Inclusivity and fairness are key to achieving sustainable development in agriculture, and this objective cannot be obtained without accounting for the central role played by women in the sector, including in agriculture markets, trade and value-chain development.
The African Continental Free Trade Area (AfCFTA) is a major opportunity to boost economic growth, reduce poverty, and broaden economic inclusion. We must seize this opportunity for gender equality as well.
The African agricultural and agribusiness market is undergoing rapid expansion, with its value estimated to reach one trillion dollars by 2030, according to the World Bank. This represents an immense potential for Africa to boost food and non-food trade within the continent and enhance food security and resilience for all.
The AfCFTA has opened up immense new market and trading opportunities to capitalise on this potential. The agreement, signed by 54 African Union member states and covering a market of 1.2 billion consumers, establishes the largest free-trade area in the world since the creation of the World Trade Organisation (WHO) almost 30 years ago.
The agreement creates a regional single market aiming to enhance intra-African trade, facilitate investment, improve continental economic integration, and boost the competitiveness of its member countries both within the continent and in the global market.
However, this potential cannot be realised without empowering women to fully participate in the AfCFTA.
Women have and continue to play a crucial role in agriculture in the region. They contribute significantly to food production, processing and marketing, household food security and nutrition, natural resources management and conservation of biodiversity in the face of climate change. In recognition of women’s roles, this year’s International Women’s Day theme focuses on the importance of gender equality for sustainability.

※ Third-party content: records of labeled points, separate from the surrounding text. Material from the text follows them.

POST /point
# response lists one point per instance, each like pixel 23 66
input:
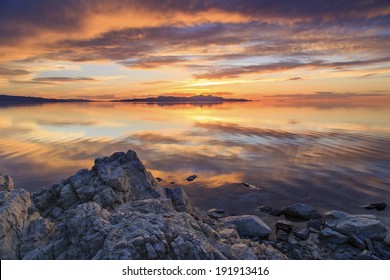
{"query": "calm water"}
pixel 331 158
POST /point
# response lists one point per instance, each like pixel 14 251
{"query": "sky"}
pixel 114 49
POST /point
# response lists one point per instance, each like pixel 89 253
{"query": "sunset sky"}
pixel 128 48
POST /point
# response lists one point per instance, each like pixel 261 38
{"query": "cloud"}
pixel 235 72
pixel 294 79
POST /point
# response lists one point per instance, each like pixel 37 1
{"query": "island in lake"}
pixel 197 99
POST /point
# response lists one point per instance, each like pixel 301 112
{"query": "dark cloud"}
pixel 4 71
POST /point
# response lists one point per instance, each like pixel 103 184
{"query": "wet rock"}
pixel 356 241
pixel 317 224
pixel 179 199
pixel 250 186
pixel 302 211
pixel 216 213
pixel 191 178
pixel 283 225
pixel 249 225
pixel 270 210
pixel 243 252
pixel 363 226
pixel 229 233
pixel 380 206
pixel 366 255
pixel 282 236
pixel 302 233
pixel 6 183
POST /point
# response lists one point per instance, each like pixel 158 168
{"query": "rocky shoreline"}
pixel 117 210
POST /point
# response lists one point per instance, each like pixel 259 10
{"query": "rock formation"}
pixel 117 210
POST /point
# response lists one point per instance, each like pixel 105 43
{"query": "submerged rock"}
pixel 302 211
pixel 363 226
pixel 249 225
pixel 117 210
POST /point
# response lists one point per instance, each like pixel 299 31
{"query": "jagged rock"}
pixel 366 255
pixel 13 216
pixel 380 206
pixel 356 241
pixel 333 236
pixel 302 211
pixel 302 233
pixel 116 210
pixel 363 226
pixel 243 252
pixel 229 233
pixel 216 213
pixel 270 210
pixel 317 224
pixel 283 225
pixel 249 225
pixel 6 183
pixel 179 199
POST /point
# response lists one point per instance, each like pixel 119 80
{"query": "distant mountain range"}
pixel 12 100
pixel 203 99
pixel 162 100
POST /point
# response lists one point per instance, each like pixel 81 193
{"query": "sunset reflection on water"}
pixel 332 158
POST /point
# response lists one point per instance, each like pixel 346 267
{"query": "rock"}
pixel 6 183
pixel 283 225
pixel 191 178
pixel 356 241
pixel 270 210
pixel 302 211
pixel 302 233
pixel 282 236
pixel 179 199
pixel 317 224
pixel 363 226
pixel 333 236
pixel 13 217
pixel 296 254
pixel 380 206
pixel 243 252
pixel 249 225
pixel 216 213
pixel 250 186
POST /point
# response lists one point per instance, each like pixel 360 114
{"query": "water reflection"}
pixel 333 159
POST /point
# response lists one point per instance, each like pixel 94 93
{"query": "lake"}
pixel 328 157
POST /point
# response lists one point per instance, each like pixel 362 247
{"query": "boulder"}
pixel 249 225
pixel 333 236
pixel 302 211
pixel 283 225
pixel 302 233
pixel 179 199
pixel 6 183
pixel 363 226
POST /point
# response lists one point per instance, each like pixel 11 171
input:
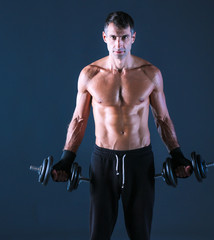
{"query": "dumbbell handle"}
pixel 37 169
pixel 211 164
pixel 159 175
pixel 83 179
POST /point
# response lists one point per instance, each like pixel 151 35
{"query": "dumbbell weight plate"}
pixel 74 177
pixel 165 174
pixel 48 170
pixel 43 170
pixel 170 174
pixel 195 164
pixel 201 166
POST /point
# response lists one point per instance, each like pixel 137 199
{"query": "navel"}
pixel 141 99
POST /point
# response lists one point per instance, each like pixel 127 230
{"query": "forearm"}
pixel 75 133
pixel 167 132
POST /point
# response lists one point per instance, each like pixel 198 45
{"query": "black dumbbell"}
pixel 200 167
pixel 167 174
pixel 44 172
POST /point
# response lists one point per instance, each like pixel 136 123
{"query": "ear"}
pixel 133 37
pixel 104 37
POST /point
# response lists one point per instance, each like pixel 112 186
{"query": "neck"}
pixel 119 64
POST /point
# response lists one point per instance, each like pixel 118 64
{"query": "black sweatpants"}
pixel 126 174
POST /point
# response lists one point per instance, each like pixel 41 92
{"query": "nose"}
pixel 118 42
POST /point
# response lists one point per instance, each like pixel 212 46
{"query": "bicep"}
pixel 158 100
pixel 83 104
pixel 83 99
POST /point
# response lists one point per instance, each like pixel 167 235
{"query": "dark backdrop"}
pixel 44 45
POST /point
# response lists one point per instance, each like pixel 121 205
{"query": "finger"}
pixel 188 170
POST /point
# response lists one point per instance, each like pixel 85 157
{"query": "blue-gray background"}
pixel 44 45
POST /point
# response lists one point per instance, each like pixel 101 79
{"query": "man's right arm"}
pixel 76 130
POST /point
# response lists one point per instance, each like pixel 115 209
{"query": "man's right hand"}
pixel 61 171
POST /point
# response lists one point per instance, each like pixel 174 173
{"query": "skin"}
pixel 121 88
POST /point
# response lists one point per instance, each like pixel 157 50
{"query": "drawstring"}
pixel 123 168
pixel 117 163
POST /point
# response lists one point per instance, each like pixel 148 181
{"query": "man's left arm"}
pixel 164 124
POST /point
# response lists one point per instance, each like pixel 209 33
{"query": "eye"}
pixel 125 37
pixel 113 37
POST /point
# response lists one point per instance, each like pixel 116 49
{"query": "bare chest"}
pixel 120 89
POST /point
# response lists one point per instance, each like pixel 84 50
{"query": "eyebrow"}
pixel 113 35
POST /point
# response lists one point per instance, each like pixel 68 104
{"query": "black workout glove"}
pixel 178 159
pixel 64 164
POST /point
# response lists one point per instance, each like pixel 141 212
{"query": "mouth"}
pixel 119 51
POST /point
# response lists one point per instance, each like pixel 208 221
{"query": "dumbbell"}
pixel 200 168
pixel 44 172
pixel 167 174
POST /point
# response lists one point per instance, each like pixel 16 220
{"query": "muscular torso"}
pixel 120 103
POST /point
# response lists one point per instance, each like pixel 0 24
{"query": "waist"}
pixel 133 152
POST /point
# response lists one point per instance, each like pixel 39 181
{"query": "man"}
pixel 121 87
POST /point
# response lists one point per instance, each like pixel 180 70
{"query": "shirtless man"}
pixel 121 87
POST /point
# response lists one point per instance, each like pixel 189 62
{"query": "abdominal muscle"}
pixel 121 127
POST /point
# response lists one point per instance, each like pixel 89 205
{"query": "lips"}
pixel 119 51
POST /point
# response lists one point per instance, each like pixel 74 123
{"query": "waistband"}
pixel 133 152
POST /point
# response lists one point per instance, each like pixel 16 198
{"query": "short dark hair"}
pixel 120 19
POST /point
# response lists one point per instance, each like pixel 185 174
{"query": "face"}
pixel 119 41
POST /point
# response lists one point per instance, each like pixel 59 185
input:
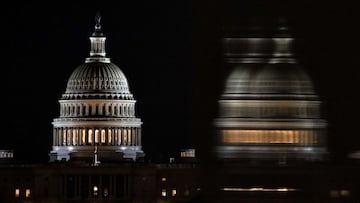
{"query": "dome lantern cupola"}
pixel 97 40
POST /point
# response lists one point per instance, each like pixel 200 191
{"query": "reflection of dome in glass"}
pixel 97 112
pixel 269 109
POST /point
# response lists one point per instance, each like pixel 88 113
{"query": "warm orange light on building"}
pixel 269 136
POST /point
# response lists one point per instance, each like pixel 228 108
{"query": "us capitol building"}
pixel 97 111
pixel 270 141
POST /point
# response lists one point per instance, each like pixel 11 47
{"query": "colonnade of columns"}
pixel 75 136
pixel 103 109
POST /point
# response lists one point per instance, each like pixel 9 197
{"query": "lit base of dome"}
pixel 104 153
pixel 278 153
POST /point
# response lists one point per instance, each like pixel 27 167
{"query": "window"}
pixel 163 192
pixel 173 192
pixel 96 190
pixel 17 192
pixel 103 136
pixel 27 193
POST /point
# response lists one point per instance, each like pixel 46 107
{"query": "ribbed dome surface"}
pixel 97 77
pixel 271 79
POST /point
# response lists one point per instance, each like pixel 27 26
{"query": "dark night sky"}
pixel 170 53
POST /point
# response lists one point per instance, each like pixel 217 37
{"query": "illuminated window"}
pixel 95 190
pixel 125 137
pixel 90 135
pixel 97 136
pixel 129 136
pixel 27 193
pixel 109 136
pixel 106 192
pixel 17 192
pixel 83 138
pixel 173 192
pixel 345 193
pixel 163 192
pixel 102 136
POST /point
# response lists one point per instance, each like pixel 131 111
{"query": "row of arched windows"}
pixel 128 136
pixel 97 109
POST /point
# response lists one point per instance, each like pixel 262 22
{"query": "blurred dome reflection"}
pixel 269 109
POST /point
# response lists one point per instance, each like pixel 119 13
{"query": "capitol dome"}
pixel 98 79
pixel 97 112
pixel 269 109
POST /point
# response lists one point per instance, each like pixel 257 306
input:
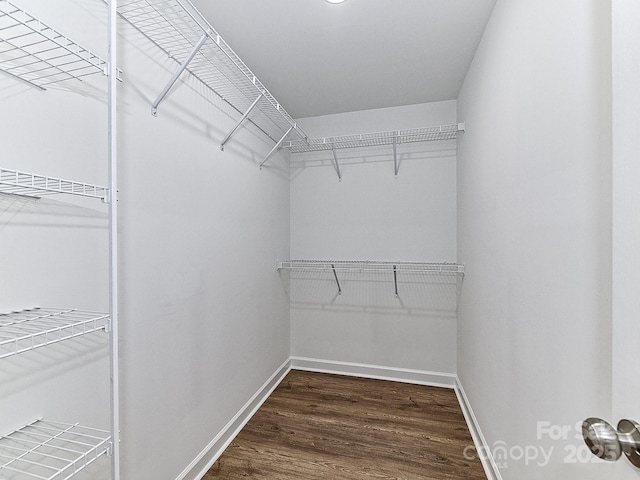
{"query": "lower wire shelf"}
pixel 30 329
pixel 49 450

Women in Africa operate all along agri-food value chains. They are producers, traders and agriculture entrepreneurs and stand to benefit greatly from the new opportunities presented by the AfCFTA.
Some of the many benefits that women can reap by trading under the AfCFTA include: moving up the value chain, leveraging networks of women’s associations, upgrading their businesses, and tapping into new markets and investment opportunities.

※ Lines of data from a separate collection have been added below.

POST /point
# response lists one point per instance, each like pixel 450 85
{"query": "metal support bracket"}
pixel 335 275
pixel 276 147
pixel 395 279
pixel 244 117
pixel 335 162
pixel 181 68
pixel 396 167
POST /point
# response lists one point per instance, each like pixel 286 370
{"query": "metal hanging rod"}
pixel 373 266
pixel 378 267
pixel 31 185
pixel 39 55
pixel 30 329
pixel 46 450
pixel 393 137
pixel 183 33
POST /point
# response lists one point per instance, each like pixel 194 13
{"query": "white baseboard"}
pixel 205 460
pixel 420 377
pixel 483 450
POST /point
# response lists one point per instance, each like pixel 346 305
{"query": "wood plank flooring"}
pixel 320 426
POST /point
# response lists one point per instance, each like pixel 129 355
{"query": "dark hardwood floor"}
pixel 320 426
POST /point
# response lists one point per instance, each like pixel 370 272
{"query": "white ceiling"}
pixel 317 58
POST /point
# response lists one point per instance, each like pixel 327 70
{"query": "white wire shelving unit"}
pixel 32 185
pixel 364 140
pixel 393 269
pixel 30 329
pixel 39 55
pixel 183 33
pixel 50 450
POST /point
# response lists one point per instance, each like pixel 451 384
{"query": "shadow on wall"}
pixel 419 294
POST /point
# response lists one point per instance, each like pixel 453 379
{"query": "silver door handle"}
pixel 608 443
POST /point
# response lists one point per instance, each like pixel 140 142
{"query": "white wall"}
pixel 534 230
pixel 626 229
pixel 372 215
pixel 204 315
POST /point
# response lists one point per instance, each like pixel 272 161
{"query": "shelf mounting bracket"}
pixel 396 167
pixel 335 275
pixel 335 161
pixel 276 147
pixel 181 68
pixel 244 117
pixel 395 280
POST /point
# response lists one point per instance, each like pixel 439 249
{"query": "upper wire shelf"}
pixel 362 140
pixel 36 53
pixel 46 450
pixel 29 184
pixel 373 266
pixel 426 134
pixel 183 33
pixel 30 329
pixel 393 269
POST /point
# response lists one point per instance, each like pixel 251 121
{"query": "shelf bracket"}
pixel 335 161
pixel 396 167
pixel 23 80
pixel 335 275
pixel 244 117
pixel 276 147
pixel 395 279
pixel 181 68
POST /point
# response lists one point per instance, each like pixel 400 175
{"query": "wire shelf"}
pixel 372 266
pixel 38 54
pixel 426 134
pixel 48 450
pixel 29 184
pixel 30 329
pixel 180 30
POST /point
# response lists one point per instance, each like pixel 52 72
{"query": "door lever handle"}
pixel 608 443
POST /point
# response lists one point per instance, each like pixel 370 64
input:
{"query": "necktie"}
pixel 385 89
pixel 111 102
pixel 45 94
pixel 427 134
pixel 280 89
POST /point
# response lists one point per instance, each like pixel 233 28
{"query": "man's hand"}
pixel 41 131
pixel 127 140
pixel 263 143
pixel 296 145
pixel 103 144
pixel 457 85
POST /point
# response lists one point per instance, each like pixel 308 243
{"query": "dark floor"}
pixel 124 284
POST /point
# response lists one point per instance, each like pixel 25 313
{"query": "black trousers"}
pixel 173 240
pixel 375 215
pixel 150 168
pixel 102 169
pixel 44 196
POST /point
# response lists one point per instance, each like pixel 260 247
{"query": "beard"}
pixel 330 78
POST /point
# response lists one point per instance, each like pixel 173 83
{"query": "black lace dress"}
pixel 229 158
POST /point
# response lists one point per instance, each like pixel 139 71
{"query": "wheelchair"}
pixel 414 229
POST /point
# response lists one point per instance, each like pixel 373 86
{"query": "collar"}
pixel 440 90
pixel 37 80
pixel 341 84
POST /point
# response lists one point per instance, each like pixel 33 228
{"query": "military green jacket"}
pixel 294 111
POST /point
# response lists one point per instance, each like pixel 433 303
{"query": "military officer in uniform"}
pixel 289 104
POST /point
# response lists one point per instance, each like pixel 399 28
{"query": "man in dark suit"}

The rollout of the AfCFTA also presents potential risks for women traders that need to be addressed. By creating new formal regulated markets, the AfCFTA will trigger a structural shift in the way certain economic activities and businesses are conducted in Africa.
Currently, 85pc of economic activity in Africa is carried out in the informal sector where women account for nearly 90pc of the informal labour force. In addition, at least 30pc to 40pc of total intraregional trade in the region is composed of informal cross-border trade, the overwhelming majority of which, about 60pc to 70pc, is accounted for by women who are owners of mainly micro, small and medium enterprises.
Due to this concentration of women in the informal sector, the formalisation of trading practices, and the creation of new formal regulated markets catalysed by the AfCFTA has the potential to impede women traders’ access to the new market, investment and business opportunities that the free trade area promises.
In fact, the specific challenges faced by women and the importance of explicitly targeting them for inclusion were highlighted in FAO and the African Union’s Framework for Boosting Intra-African Trade in Agricultural Commodities and Service which is a guide for policy and decision-makers.
While African women are overrepresented in cross-border trade, their specific needs and challenges are not adequately considered in relevant national and regional trade policy frameworks.
There is a risk that this gender-neutrality of the current enabling policy environment would be exacerbated by the new trade frameworks that will be elaborated under the AfCFTA. The safeguard towards minimising, if not avoiding, this imminent risk is to be intentional in considering gender dimensions in the implementation of the agreement.
Decisive action is needed at all levels: subnational, national and regional, and requires the involvement and cooperation of all relevant stakeholders from women’s groups, government ministries, regional bodies, the private sector and development partners.